Bien évidemment, vous pouvez transmettre au Rav Margolis tout ce que je développe ici, à propos des élections. Vous pouvez même lui écrire en des termes beaucoup plus vifs, car tout ce que vous pourrez dire ne suffira pas pour épuiser le sujet. Avant le don de la Torah, on pouvait envisager l’attitude de Noa’h, qui cherchait son propre salut et ne formula pas, à sa génération, les reproches qui s’imposaient, comme le dit le saint Zohar(9). Mais, il n’en est pas de même après le don de la Torah, lorsque tout Israël ne constitue qu’un seul et même organisme(10).
Tout cela est expliqué à propos du don de la Torah, que nous venons de célébrer. Si un seul des six cent mille enfants d’Israël était absent, même s’il s’agissait de Mi’ha, celui qui dressa une idole, la Torah n’aurait pas pu être donnée, ce qu’à D.ieu ne plaise, comme l’expliquent le Midrach Devarim Rabba, chapitre 7, paragraphe 8 et la Me’hilta de Rabbi Chimeon Ben Yo’haï.
Pour l’heure, je ne possède pas les livres du Rav Margolis, que vous citez dans votre lettre, c’est-à-dire le Tikoun Ha Yessod et le Yechev Rou’ho.
Avec ma bénédiction,
M. Schneerson,
Notes
(1) Le Rav Mena’hem Zeev Gringlass, de Montréal.

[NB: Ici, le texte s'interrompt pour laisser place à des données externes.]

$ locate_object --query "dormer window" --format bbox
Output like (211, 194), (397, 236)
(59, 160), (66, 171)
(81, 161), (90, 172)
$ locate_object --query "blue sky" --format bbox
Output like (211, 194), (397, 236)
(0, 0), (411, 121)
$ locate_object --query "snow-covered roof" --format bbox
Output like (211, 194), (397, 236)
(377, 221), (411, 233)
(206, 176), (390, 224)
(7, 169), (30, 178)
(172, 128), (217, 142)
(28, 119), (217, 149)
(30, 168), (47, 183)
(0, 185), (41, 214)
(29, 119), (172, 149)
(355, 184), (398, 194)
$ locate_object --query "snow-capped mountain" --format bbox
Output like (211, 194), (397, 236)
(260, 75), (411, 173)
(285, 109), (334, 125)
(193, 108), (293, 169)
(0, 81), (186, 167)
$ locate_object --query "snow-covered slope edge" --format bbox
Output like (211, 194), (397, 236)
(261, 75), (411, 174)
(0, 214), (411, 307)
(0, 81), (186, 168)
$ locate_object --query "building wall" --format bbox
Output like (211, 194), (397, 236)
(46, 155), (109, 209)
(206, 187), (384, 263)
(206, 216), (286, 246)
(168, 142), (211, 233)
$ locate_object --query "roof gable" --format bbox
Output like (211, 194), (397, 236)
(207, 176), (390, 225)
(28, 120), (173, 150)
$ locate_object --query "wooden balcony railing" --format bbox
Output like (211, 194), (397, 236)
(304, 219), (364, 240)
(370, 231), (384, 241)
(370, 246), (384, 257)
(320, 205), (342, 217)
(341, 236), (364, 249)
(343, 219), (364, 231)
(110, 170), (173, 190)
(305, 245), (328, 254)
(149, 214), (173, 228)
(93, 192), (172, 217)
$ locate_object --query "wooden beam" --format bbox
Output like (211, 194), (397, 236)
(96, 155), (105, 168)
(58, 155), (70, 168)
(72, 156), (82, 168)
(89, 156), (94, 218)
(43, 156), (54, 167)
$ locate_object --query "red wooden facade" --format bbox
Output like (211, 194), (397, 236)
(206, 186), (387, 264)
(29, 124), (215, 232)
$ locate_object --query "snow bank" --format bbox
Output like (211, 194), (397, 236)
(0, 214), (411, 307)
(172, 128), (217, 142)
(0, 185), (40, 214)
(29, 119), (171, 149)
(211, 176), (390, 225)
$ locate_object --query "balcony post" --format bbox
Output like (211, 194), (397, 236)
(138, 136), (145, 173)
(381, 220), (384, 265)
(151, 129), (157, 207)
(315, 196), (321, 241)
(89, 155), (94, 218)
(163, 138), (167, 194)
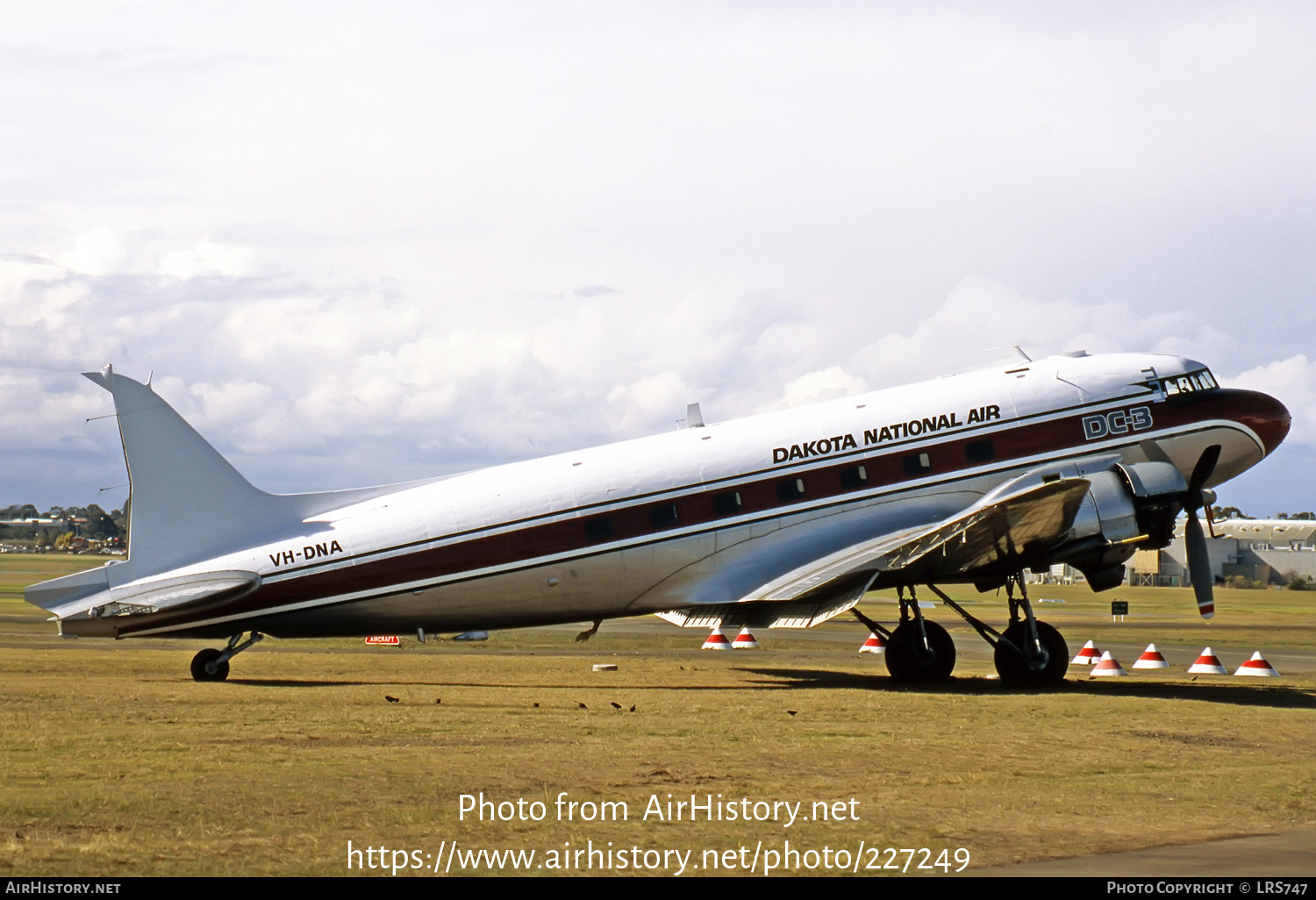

Voir, à son sujet, les lettres n°2690 et 3741.
(2) Le Rav Ichaya Acher Zelig Margolis. Voir, à son sujet, la lettre n°3741.
(3) Voir, sur le contenu de cette lettre, la lettre n°3741.
(4) A Pessa’h 5698-1938 : “ Les Matsot font allusion aux réceptacles et ce que l’on pose sur elles, aux lumières ”.
(5) Sur le plateau du Séder.
(6) Divergeant de celles du Ari Zal.
(7) En Israël. Voir, à ce sujet, les lettes n°813, 1064, 3642, 3667, 3677, 3741 et 3767.
(8) Le Rabbi note, en bas de page : “ Il serait bon de demander au Rav Margolis s’il utilise l’eau ou l’électricité et s’il paye ces services, s’il paye des impôts, lesquels permettent également de financer le ministère des cultes, c’est-à-dire de tous les cultes, avec tout ce que cela implique. Et, l’on pourrait multiplier les exemples. Il y a là une aide véritable et non uniquement une simple participation. Combien de fois a-t-il été arrêté, lui ou un de ses amis, pour ne pas avoir payé d’impôts ? Et, s’il est vraiment au niveau qu’il prétend avoir atteint, pourquoi ne met-il pas en pratique la décision du Rambam, à la fin du chapitre 6 des lois des opinions ? ”.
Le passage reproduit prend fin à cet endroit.